Attorney’s fees are authorized by contract, statute, or law. (See Code Civ. Proc., § 1033.5(a)(10)(A), (B) & (C).)  Civil Code section 1794(d) states: “If the buyer prevails in an action under this section, the buyer shall be allowed by the court to recover as part of the judgment a sum equal to the aggregate amount of costs and expenses, including attorney’s fees based on actual time expended, determined by the court to have been reasonably incurred by the buyer in connection with the commencement and prosecution of such action.” 

 

It is Plaintiffs’ burden of proof to show the fees they incurred and that those fees are reasonable.  (Christian Research Institute v.
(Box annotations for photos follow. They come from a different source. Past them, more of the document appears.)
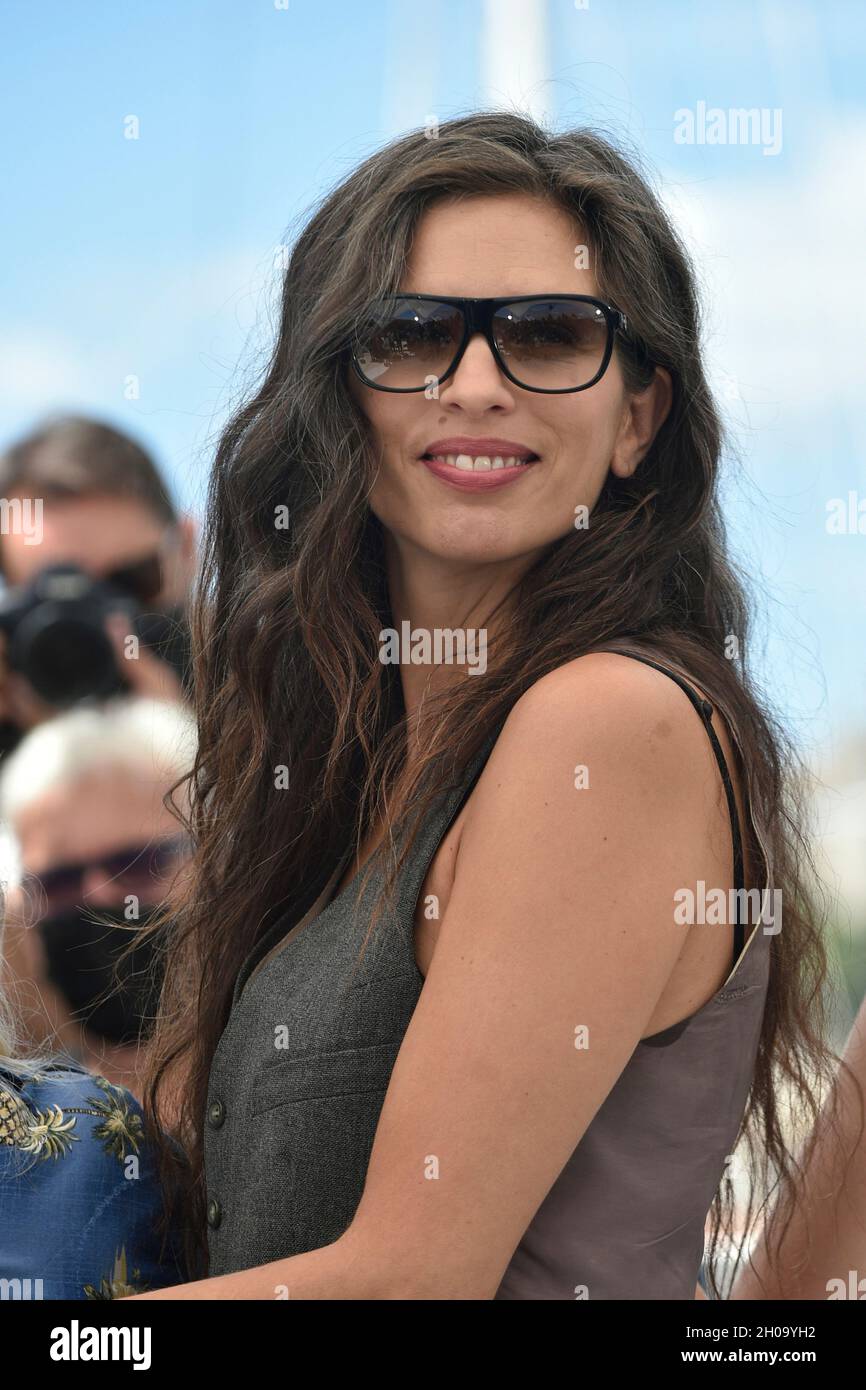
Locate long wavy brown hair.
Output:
[145,113,856,1293]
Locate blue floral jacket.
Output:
[0,1063,188,1298]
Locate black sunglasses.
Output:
[350,295,639,395]
[21,835,192,912]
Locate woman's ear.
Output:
[610,367,674,478]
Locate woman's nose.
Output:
[439,334,514,407]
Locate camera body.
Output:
[0,564,146,709]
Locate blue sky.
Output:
[0,0,866,748]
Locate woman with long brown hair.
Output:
[132,113,850,1298]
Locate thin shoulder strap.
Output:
[605,646,745,966]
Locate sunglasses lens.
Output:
[354,297,463,391]
[493,299,609,391]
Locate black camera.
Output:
[0,564,183,709]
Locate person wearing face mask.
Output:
[0,892,189,1301]
[0,416,195,755]
[0,696,195,1093]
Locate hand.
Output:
[0,632,58,733]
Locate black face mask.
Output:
[39,906,164,1044]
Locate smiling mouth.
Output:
[421,453,538,473]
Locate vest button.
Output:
[207,1101,225,1129]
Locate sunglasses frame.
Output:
[350,295,628,396]
[21,834,192,917]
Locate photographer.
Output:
[0,417,195,755]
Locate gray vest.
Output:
[204,678,770,1300]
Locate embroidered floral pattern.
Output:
[0,1069,182,1301]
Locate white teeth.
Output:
[431,453,528,473]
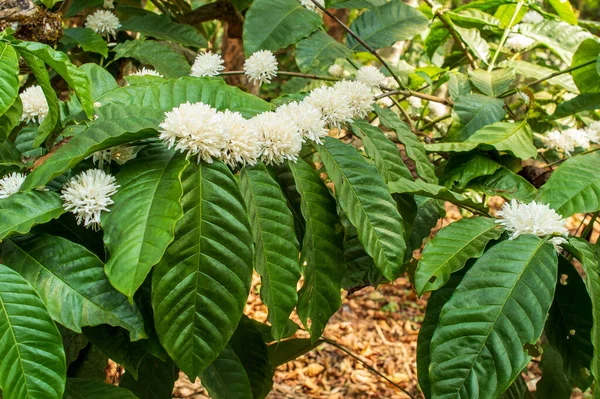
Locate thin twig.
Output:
[322,337,417,399]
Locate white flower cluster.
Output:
[496,199,569,246]
[60,169,119,229]
[159,80,373,167]
[85,10,121,38]
[20,86,48,123]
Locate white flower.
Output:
[0,173,25,199]
[20,86,48,123]
[250,112,302,165]
[131,68,164,78]
[190,51,225,77]
[276,101,328,144]
[496,199,569,245]
[159,102,229,163]
[85,10,121,37]
[244,50,277,84]
[60,169,119,229]
[505,33,535,51]
[222,110,262,168]
[429,101,446,118]
[327,64,344,78]
[356,65,385,87]
[333,80,375,118]
[304,86,352,128]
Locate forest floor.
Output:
[173,203,599,399]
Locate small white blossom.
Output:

Alno (2008) 165 Cal.App.4th 1315, 1320; Maughan v. Google Tech., Inc. (2007) 143 Cal.App.4th 1242, 1254.)

 

In challenges to the reasonableness of the number of hours billed, “it is the burden of the challenging party to point to the specific items challenged, with a sufficient argument and citations to the evidence.”  (Premier Med. Mgmt. Sys., Inc. v. Cal.Ins. Guarantee Ass’n (2008) 163 Cal.App.4th 550, 564.) “General arguments that fees claimed are excessive, duplicative, or unrelated do not suffice.”  (Id.)

 

In determining the amount of fees to award, the Court has broad authority to determine what is reasonable.  (PLCM Group v. Drexler (2000) 22 Cal.4th 1084, 1095.)  It is within the Court’s discretion to decide which of the hours expended by the attorneys were “reasonably spent” on the litigation.  (Meister v. Regents of University of California (1998) 67 Cal.App.4th 437, 449; see also Morris v. Hyundai Motor America (2019) 41 Cal.App.5th 24, 34.)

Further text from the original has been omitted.